Émilie se trouvait effectivement là, sur le pas de la porte.

Les deux filles échangèrent un regard gêné. Elles avaient été meilleures amies à une époque, c'était d'ailleurs comme ça que j'avais connu Suzanne. Émilie avait sauté une classe, si bien que dès la première année de lycée elle avait connu Suzanne et me l'avait ensuite présentée.

Je crois que c'était la dernière bonne chose qu'elle ait fait pour moi.

Ma sœur entra timidement, et Suzanne referma derrière elle. Elles s'installèrent autour de la petite table que Suzanne avait dégagée, et sur laquelle elle avait déposé deux trois amuses-gueules en office d'apéro.

Émilie semblait particulièrement mal-à-l'aise. Elle observait les photos au mur, celles de Suzanne et moi. Et puis Suzanne lui servit quelque chose à boire. Elle sortit trois verres à pied que nous n'utilisions jamais, et ouvrit des bières.

Émilie s'éloigna un peu d'elle et s'approcha de l'étagère de la bibliothèque, située à côté de notre lit, qui me servait de table de nuit.

Elle s'assit doucement sur le matelas, et ses yeux se remplirent de larmes discrètes lorsqu'elle vit que j'avais accroché une photo d'elle et moi juste là. C'était un cliché de nous, enfants, nous nous ressemblions beaucoup à l'époque, nous avions les mêmes cheveux noirs de jais, les mêmes yeux bridés, et le sourire qui nous créait de petites fossettes. Le même que maman.

Émilie détourna les yeux. Elle faisait tout le temps ça. C'était ce qu'elle avait fait ce jour-là aussi, lorsqu'ils m'avaient mis dehors.

Elle finit par se lever et rejoindre Suzanne.

Je m'étais toujours dit qu'elles formaient un beau duo toutes les deux. Elles se complétaient à merveille.

C'est alors qu'Émilie les remarqua, les trois verres.

Elle jeta un regard perdu à Suzanne.

Et puis elle comprit.

Alors d'une voix douce elle lui demanda, aussi simplement que ça, comment ça allait, si elle arrivait à faire son deuil, si elle était allée voir un ou une psychologue, et si jamais elle avait besoin, elle pouvait toujours lui demander, elle terminait ses études dans le milieu médical, elle pourrait lui trouver quelqu'un qui pourrait l'aider.

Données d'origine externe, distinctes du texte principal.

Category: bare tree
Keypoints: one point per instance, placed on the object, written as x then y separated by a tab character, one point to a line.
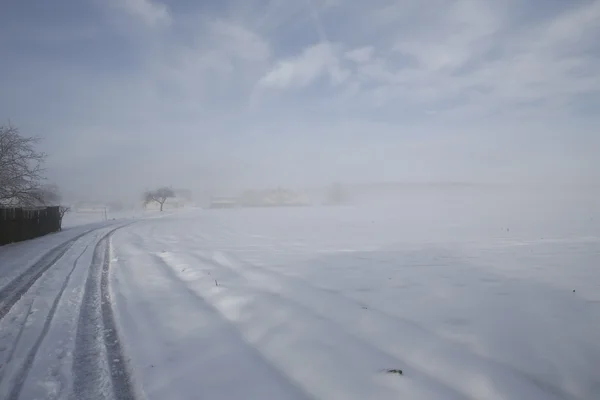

Suzanne posa la bouteille qu'elle tenait et s'appuya, les deux mains à plat, sur la table. Son regard croisa le mien. Ses yeux me fixèrent sans plus me lâcher, et tandis que je me rapprochais, son regard me transperça.

Elle tenta de tendre la main, d'attraper la mienne, avant que je disparaisse, mais sa main passa à travers mon torse, et ses yeux ne finirent par voir que le mur derrière moi.

Alors elle s'effondra au sol, et se mit à pleurer, encore et encore.

Émilie s'agenouilla à côté d'elle, et la serra dans ses bras. Je crois qu'elle pleurait elle aussi. Ma perte, mais aussi la culpabilité qui la rongeait.

Je voulus dire que ce n'étais pas grave, mais je ne pouvais pas.

Je n'étais qu'un écran de fumée, j'étais resté pour que Suzanne ne voit pas la vérité, pour qu'elle puisse tenir et qu'elle ne s'en aille pas, elle aussi.

Je n'étais qu'un souvenir, dans le fond. Je lui avais imposé mon départ, par lâcheté peut-être, je ne sais pas.

Je n'étais qu'un souvenir.

Un écran de fumée.

Je ne peux pas vous dire combien de temps elles restèrent là, sur le carrelage froid de l'appartement, dans les bras l'une de l'autre. Je ne sais pas si elles ont parlé après, où si elles se son simplement quittées.

J'espère qu'elles resteront amies, le redeviendront du moins.

Elles en ont toutes les deux besoin.

Émilie pour qu'elle comprenne que ce qui est arrivé n'est pas sa faute, et que même si elle a fait les mauvais choix, je l'ai toujours aimé comme un grand-frère aime sa petite-sœur, et Suzanne parce qu'elle a besoin de quelqu'un pour lui maintenir la tête hors de l'eau.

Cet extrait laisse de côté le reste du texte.